In the recent months Kate saw quite some contributions from developers other than “the usual kate developers”. This is really cool, areas include more work on python plugins, a lot of bug fixing and fine tuning in the vi input mode, an improved python indenter, and more unit tests. Especially one unit test turned out to be immensely useful and resulted in a fix for the infamous “rangesForLine” crash (about 40 times reported). We even decided to backport this to KDE 4.10.2, so KDevelopers and Kile LaTeXers please keep an eye open on whether this has any side effects!

Basically, the unit test provided us with a valgrind trace.

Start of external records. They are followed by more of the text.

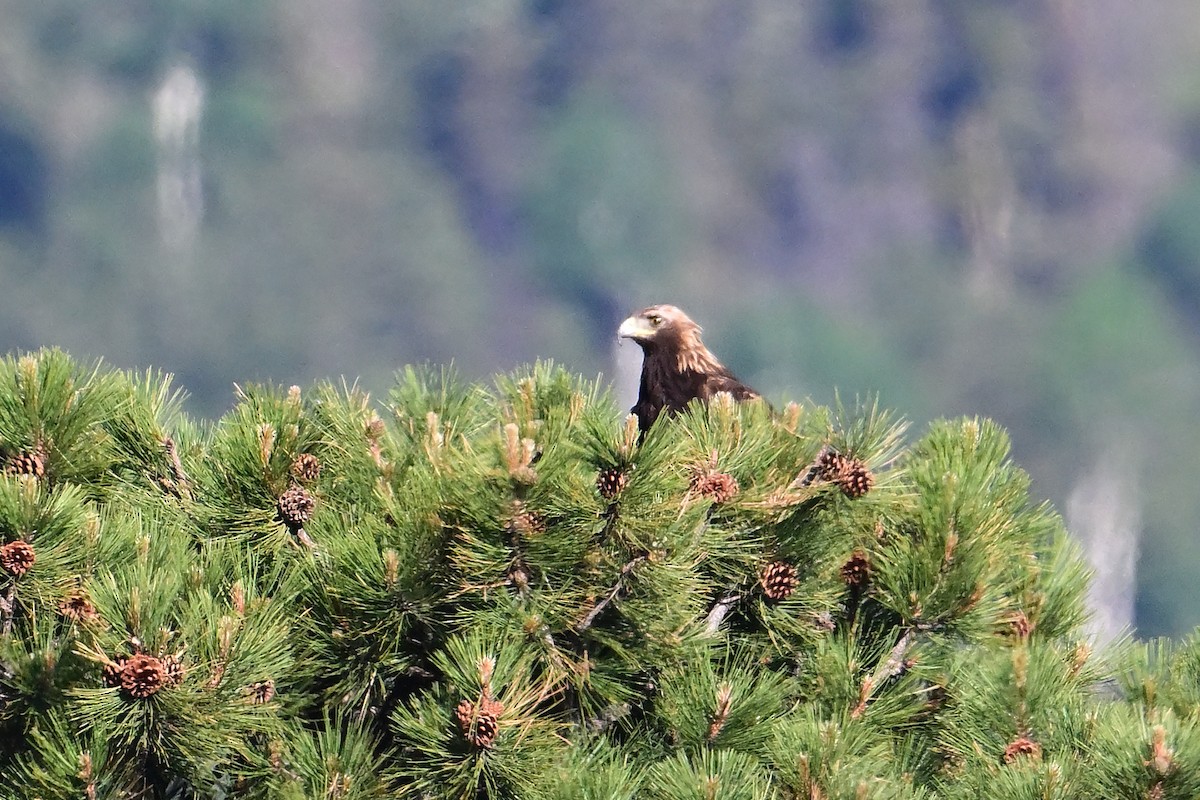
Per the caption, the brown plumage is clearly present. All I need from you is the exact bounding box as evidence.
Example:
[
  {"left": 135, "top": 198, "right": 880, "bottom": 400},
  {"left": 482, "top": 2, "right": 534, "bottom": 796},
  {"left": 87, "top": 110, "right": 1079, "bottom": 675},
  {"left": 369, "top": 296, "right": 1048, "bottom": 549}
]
[{"left": 617, "top": 306, "right": 758, "bottom": 433}]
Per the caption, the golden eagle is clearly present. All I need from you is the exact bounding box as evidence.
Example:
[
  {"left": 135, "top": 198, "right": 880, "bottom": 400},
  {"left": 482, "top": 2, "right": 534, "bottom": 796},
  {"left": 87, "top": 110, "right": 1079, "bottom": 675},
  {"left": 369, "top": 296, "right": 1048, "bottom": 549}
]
[{"left": 617, "top": 306, "right": 758, "bottom": 434}]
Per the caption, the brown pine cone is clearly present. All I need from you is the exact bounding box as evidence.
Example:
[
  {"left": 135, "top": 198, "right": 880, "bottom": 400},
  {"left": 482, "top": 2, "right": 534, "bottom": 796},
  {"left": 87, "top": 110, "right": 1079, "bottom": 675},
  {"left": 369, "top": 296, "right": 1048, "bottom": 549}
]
[
  {"left": 121, "top": 652, "right": 167, "bottom": 699},
  {"left": 4, "top": 447, "right": 46, "bottom": 477},
  {"left": 691, "top": 469, "right": 739, "bottom": 505},
  {"left": 596, "top": 467, "right": 629, "bottom": 500},
  {"left": 162, "top": 652, "right": 187, "bottom": 686},
  {"left": 841, "top": 551, "right": 871, "bottom": 589},
  {"left": 1004, "top": 736, "right": 1042, "bottom": 764},
  {"left": 454, "top": 694, "right": 504, "bottom": 747},
  {"left": 758, "top": 561, "right": 797, "bottom": 601},
  {"left": 834, "top": 458, "right": 875, "bottom": 498},
  {"left": 509, "top": 500, "right": 546, "bottom": 536},
  {"left": 278, "top": 486, "right": 317, "bottom": 528},
  {"left": 59, "top": 591, "right": 100, "bottom": 622}
]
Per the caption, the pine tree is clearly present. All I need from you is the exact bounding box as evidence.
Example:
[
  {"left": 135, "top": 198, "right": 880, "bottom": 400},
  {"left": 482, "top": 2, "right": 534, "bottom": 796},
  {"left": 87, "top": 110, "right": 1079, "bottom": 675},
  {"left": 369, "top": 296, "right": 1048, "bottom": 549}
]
[{"left": 0, "top": 350, "right": 1200, "bottom": 800}]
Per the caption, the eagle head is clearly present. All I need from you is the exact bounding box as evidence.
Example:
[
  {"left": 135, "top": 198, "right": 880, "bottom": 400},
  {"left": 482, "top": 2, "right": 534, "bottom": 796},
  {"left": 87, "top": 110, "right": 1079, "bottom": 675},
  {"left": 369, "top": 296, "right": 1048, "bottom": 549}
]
[
  {"left": 617, "top": 305, "right": 724, "bottom": 372},
  {"left": 617, "top": 305, "right": 700, "bottom": 350}
]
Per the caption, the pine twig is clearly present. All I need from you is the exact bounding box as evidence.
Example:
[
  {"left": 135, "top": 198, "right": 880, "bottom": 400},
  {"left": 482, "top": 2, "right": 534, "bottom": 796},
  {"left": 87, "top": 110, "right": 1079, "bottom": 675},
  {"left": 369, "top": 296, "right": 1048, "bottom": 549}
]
[
  {"left": 704, "top": 593, "right": 742, "bottom": 636},
  {"left": 878, "top": 627, "right": 914, "bottom": 680},
  {"left": 0, "top": 583, "right": 17, "bottom": 636}
]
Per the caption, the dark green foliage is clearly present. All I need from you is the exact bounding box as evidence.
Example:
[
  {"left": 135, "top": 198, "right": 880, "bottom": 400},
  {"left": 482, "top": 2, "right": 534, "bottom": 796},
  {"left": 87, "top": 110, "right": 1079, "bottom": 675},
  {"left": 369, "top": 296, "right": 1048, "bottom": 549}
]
[{"left": 0, "top": 351, "right": 1200, "bottom": 800}]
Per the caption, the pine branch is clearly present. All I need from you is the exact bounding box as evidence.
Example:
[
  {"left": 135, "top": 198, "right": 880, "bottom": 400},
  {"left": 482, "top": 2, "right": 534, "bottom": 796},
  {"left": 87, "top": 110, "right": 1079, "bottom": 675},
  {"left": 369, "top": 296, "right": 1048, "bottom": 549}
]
[
  {"left": 575, "top": 555, "right": 646, "bottom": 633},
  {"left": 704, "top": 593, "right": 742, "bottom": 636}
]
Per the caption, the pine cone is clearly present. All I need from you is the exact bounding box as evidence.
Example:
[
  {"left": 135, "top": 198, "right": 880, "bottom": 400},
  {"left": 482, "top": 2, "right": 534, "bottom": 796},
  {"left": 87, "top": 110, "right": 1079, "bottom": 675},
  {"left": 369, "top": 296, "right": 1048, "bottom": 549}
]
[
  {"left": 596, "top": 467, "right": 629, "bottom": 500},
  {"left": 835, "top": 458, "right": 875, "bottom": 498},
  {"left": 454, "top": 693, "right": 504, "bottom": 747},
  {"left": 758, "top": 561, "right": 797, "bottom": 601},
  {"left": 1008, "top": 610, "right": 1033, "bottom": 639},
  {"left": 691, "top": 469, "right": 738, "bottom": 505},
  {"left": 509, "top": 500, "right": 546, "bottom": 536},
  {"left": 278, "top": 486, "right": 317, "bottom": 528},
  {"left": 292, "top": 453, "right": 320, "bottom": 483},
  {"left": 1004, "top": 736, "right": 1042, "bottom": 764},
  {"left": 4, "top": 446, "right": 46, "bottom": 477},
  {"left": 162, "top": 652, "right": 187, "bottom": 687},
  {"left": 121, "top": 652, "right": 167, "bottom": 699},
  {"left": 247, "top": 678, "right": 275, "bottom": 705},
  {"left": 0, "top": 539, "right": 37, "bottom": 578},
  {"left": 59, "top": 591, "right": 100, "bottom": 622},
  {"left": 841, "top": 551, "right": 871, "bottom": 589},
  {"left": 814, "top": 447, "right": 875, "bottom": 498}
]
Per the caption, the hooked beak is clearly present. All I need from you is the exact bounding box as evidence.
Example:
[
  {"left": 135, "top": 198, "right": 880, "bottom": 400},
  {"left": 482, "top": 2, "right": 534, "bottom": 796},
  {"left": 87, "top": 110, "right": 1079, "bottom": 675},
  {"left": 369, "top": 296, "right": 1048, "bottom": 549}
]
[{"left": 617, "top": 317, "right": 653, "bottom": 339}]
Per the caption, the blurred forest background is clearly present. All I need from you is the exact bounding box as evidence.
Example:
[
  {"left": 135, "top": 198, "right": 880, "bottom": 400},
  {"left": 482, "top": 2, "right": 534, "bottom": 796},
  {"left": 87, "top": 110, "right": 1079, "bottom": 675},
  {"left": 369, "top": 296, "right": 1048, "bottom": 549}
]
[{"left": 0, "top": 0, "right": 1200, "bottom": 634}]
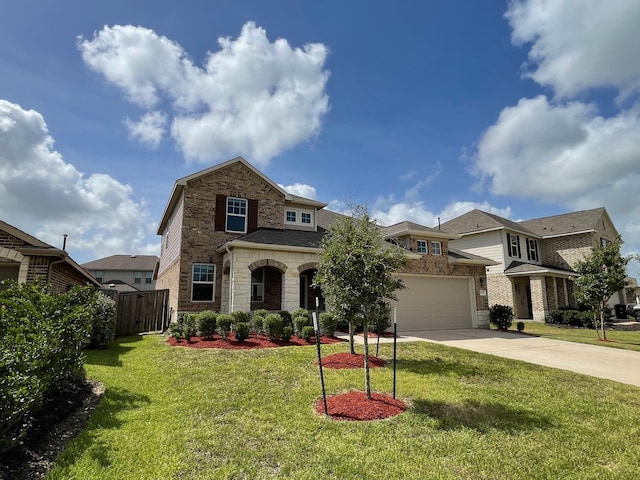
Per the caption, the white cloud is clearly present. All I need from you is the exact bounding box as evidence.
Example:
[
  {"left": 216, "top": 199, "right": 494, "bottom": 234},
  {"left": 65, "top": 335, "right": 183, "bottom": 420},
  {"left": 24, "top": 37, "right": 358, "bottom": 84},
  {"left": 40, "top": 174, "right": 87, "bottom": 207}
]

Since valgrind is a very useful tool for all developers, we’ll have a closer look at the valgrind trace:

==10276== Invalid read of size 4
==10276== at 0x62F2116: Kate::TextCursor::lineInternal() const (katetextcursor.h:134)
==10276== by 0x62F9035: Kate::TextBlock::updateRange(Kate::TextRange*) (katetextblock.cpp:572)
==10276== by 0x62F8C57: Kate::TextBlock::mergeBlock(Kate::TextBlock*) (katetextblock.cpp:522)
==10276== by 0x62EFAA1: Kate::TextBuffer::balanceBlock(int) (katetextbuffer.cpp:494)
==10276== by 0x62EF1B2: Kate::TextBuffer::unwrapLine(int) (katetextbuffer.cpp:298)
==10276== by 0x637BB9C: KateBuffer::unwrapLines(int, int) (katebuffer.cpp:292)
==10276== by 0x6359DE9: KateDocument::editRemoveLines(int, int) (katedocument.cpp:1321)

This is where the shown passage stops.